Durning SP, Preston-Hurlburt P, Clark PR, Xu D, Herold KC; Type 1 Diabetes TrialNet Study Group. The Receptor for Advanced Glycation Endproducts Drives T Cell Survival and Inflammation in Type 1 Diabetes Mellitus. J Immunol. 2016 Oct 15;197(8):3076-3085. doi: 10.4049/jimmunol.1600197. Epub 2016 Sep 21. PMID: 27655844; PMCID: PMC5101164.
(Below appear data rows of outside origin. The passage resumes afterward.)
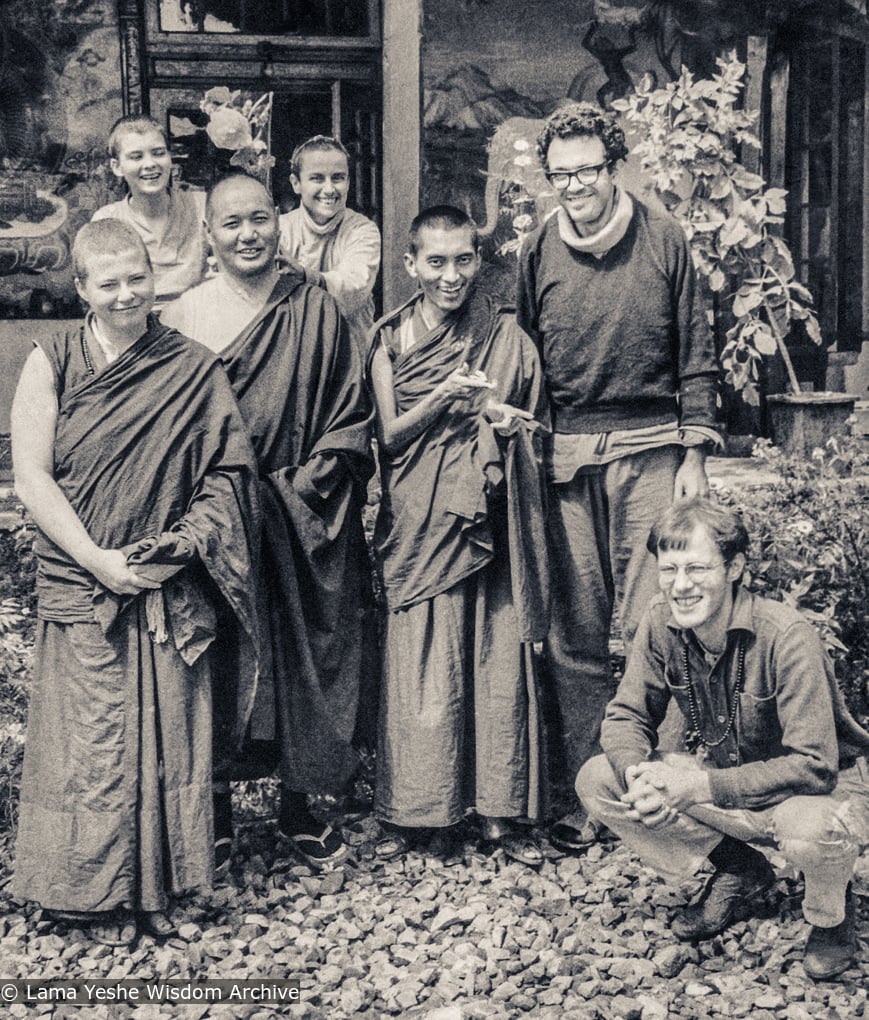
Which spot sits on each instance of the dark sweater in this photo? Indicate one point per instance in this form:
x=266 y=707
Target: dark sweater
x=623 y=338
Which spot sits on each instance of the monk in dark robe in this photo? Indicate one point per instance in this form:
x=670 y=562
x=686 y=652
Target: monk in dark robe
x=299 y=381
x=459 y=537
x=133 y=458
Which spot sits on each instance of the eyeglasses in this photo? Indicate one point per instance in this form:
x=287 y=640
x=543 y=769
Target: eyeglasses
x=697 y=572
x=560 y=180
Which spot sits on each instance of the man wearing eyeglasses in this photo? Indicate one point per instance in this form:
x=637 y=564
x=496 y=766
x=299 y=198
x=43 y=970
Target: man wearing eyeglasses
x=607 y=290
x=774 y=758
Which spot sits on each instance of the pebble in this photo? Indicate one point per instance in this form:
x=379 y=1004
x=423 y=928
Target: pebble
x=584 y=938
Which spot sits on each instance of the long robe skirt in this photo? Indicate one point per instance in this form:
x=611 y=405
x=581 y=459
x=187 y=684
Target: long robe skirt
x=115 y=805
x=458 y=725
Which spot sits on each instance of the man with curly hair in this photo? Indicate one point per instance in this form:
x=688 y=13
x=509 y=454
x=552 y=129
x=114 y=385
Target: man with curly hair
x=608 y=291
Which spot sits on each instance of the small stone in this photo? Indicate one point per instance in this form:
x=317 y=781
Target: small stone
x=446 y=918
x=670 y=960
x=626 y=1008
x=698 y=988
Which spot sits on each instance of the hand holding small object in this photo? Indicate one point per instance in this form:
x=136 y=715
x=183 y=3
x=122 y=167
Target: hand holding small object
x=501 y=415
x=463 y=383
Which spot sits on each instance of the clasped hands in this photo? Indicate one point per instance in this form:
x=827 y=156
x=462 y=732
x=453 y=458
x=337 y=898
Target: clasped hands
x=658 y=792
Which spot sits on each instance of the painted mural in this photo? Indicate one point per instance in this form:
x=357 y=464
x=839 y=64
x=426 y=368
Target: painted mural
x=492 y=72
x=59 y=95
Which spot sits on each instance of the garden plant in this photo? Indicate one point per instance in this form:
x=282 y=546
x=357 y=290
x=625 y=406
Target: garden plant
x=691 y=133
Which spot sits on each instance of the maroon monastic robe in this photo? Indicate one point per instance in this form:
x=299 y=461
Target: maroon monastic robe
x=299 y=384
x=152 y=454
x=460 y=541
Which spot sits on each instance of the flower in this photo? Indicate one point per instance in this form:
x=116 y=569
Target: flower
x=214 y=98
x=523 y=222
x=228 y=129
x=242 y=125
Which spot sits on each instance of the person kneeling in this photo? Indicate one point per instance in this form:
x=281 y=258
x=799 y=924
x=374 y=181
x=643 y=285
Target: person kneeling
x=773 y=757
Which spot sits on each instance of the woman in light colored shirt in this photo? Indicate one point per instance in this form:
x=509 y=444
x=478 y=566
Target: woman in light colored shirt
x=167 y=216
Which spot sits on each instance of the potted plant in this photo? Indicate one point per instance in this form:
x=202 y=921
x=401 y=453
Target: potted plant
x=688 y=132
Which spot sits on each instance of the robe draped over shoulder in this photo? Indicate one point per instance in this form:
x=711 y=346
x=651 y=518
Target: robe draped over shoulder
x=152 y=454
x=299 y=384
x=435 y=524
x=460 y=542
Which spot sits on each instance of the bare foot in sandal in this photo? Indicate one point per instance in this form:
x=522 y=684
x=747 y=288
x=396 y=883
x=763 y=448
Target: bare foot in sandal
x=156 y=923
x=114 y=927
x=501 y=833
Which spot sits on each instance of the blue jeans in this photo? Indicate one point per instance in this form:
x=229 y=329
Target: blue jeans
x=820 y=835
x=597 y=530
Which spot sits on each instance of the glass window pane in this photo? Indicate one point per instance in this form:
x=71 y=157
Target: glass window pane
x=266 y=17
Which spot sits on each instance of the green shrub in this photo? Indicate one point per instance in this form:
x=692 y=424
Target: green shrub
x=811 y=549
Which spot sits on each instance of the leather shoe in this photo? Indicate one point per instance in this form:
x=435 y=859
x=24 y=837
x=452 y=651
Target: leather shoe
x=830 y=951
x=725 y=899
The relationship between advanced glycation end products and gestational diabetes: a systematic review and meta analysis. 

Impact factor: 2.74

Level of evidence: 1

Summary: A meta analysis was done on 16 studies that compared the level of advanced end glycation products to healthy pregnant controls and women with gestational diabetes. The analysis concluded that women with gestational diabetes had significantly higher levels of AGE’s ( p value of 0.00001). However the study also found that women with gestational diabetes had higher BMIs as well which can contribute to AGE formation. 

Sisay M, Edessa D, Ali T, Mekuria AN, Gebrie A. The relationship between advanced glycation end products and gestational diabetes: A systematic review and meta-analysis. PLoS One. 2020 Oct 21;15(10):e0240382. doi: 10.1371/journal.pone.0240382. PMID: 33085688; PMCID: PMC7577486.